On Saturday, the Women's March on Washington stormed the nation's capital, attracting hundreds of thousands of supporters and easily dwarfing the number of people who attended President Trump's inauguration a day earlier. Although it's impossible to give an exact number, the latest Women's March turnout updates suggest that the protest drew almost half a million people, and perhaps more. That's two to three times more than the number of people who watched Trump's swearing in, depending on the estimate.
Crowd scientists analyzed footage and pictures of both events, and told the New York Times Sunday that they believe roughly 160,000 people watched Trump's inauguration. By comparison, they estimated that at least 470,000 people turned out for the Women's March on Washington; City officials who spoke to the Associated Press also pegged the Women's March attendance at 500,000. These estimates do not include the many, many people who attended Women's Marches in other cities and around the world on the same day.
If the New York Times' numbers are correct, that would mean that the anti-Trump protest drew three times as many people as the inauguration.

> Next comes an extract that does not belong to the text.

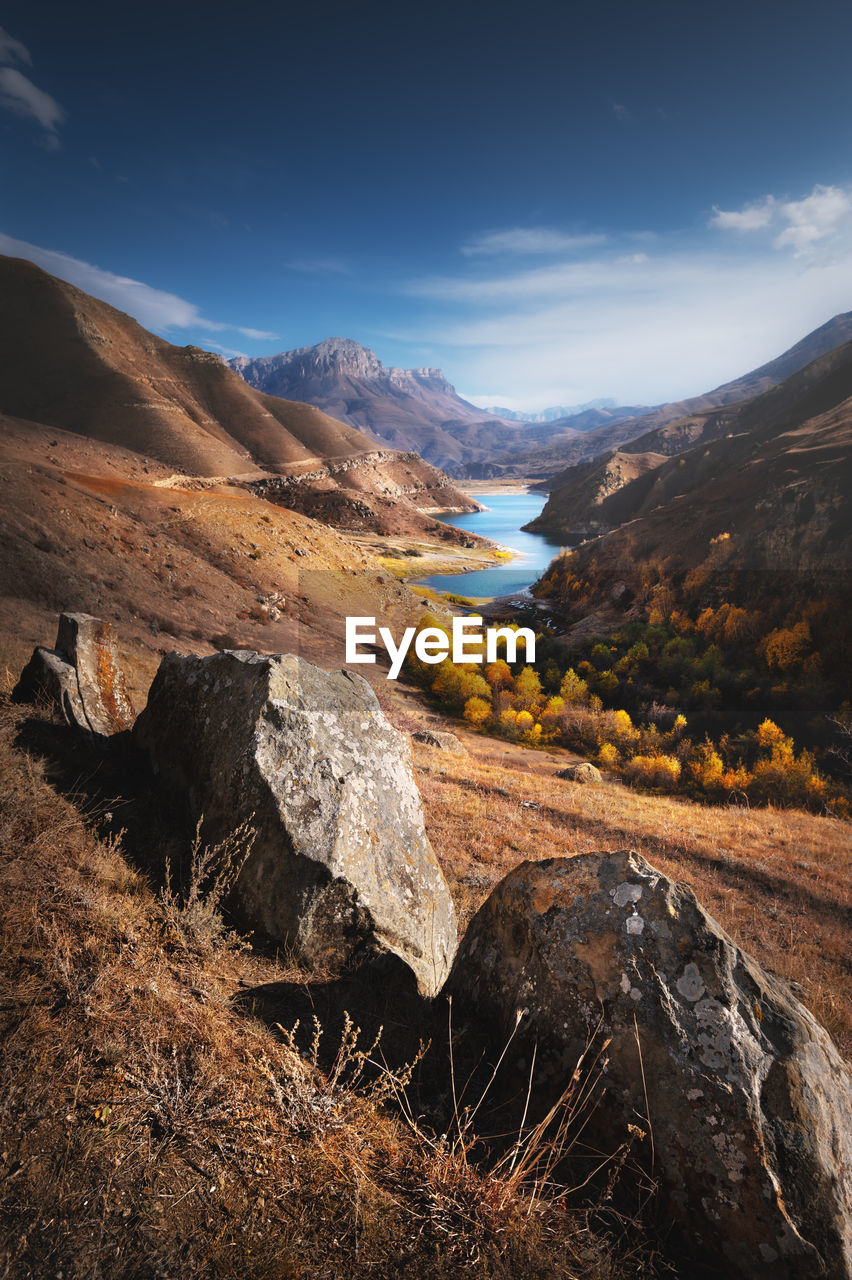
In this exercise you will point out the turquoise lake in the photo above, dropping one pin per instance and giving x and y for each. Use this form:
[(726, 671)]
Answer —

However, the Financial Times was a bit more generous to Trump, estimating that 250,000 people watched his swearing in. If that's the case, then Trump's inauguration attracted a little over half the number of people who went to the women's march. That would match numbers provided by a Metro official, who said there were roughly twice as many rail trips on Saturday than Friday.
Regardless of which estimate is correct, one thing is beyond dispute: A lot more people came out to stand united at the Women's March than came to celebrate Trump. Even if we go with the most generous estimate of Trump's inaugural attendance (250,000) and the most conservative estimate of the Women's March (470,000), that would still mean that the protest drew over 200,000 more people than the new president.
Needless to say, this didn't sit well with Trump and his people. White House press secretary Sean Spicer claimed Saturday that Trump's swearing in attracted "the largest audience to ever witness an inauguration, period," a verifiably false claim that was immediately debunked by numerous news outlets. When Trump advisor Kellyanne Conway was asked the next day why Spicer had made false statements to the American people, Conway replied that Spicer hadn't lied, but rather supplied "alternative facts." That response was widely (and rightfully) mocked, with #alternativefact quickly trending on Twitter.
The White House's apparent disdain for the truth notwithstanding, it's encouraging to see the Women's March put together such a well-attended event so quickly. Whether that momentum will be sustained is another question, but for the time being, the Women's March has made it impossible for Trump to ignore the depth of opposition to many of his policies.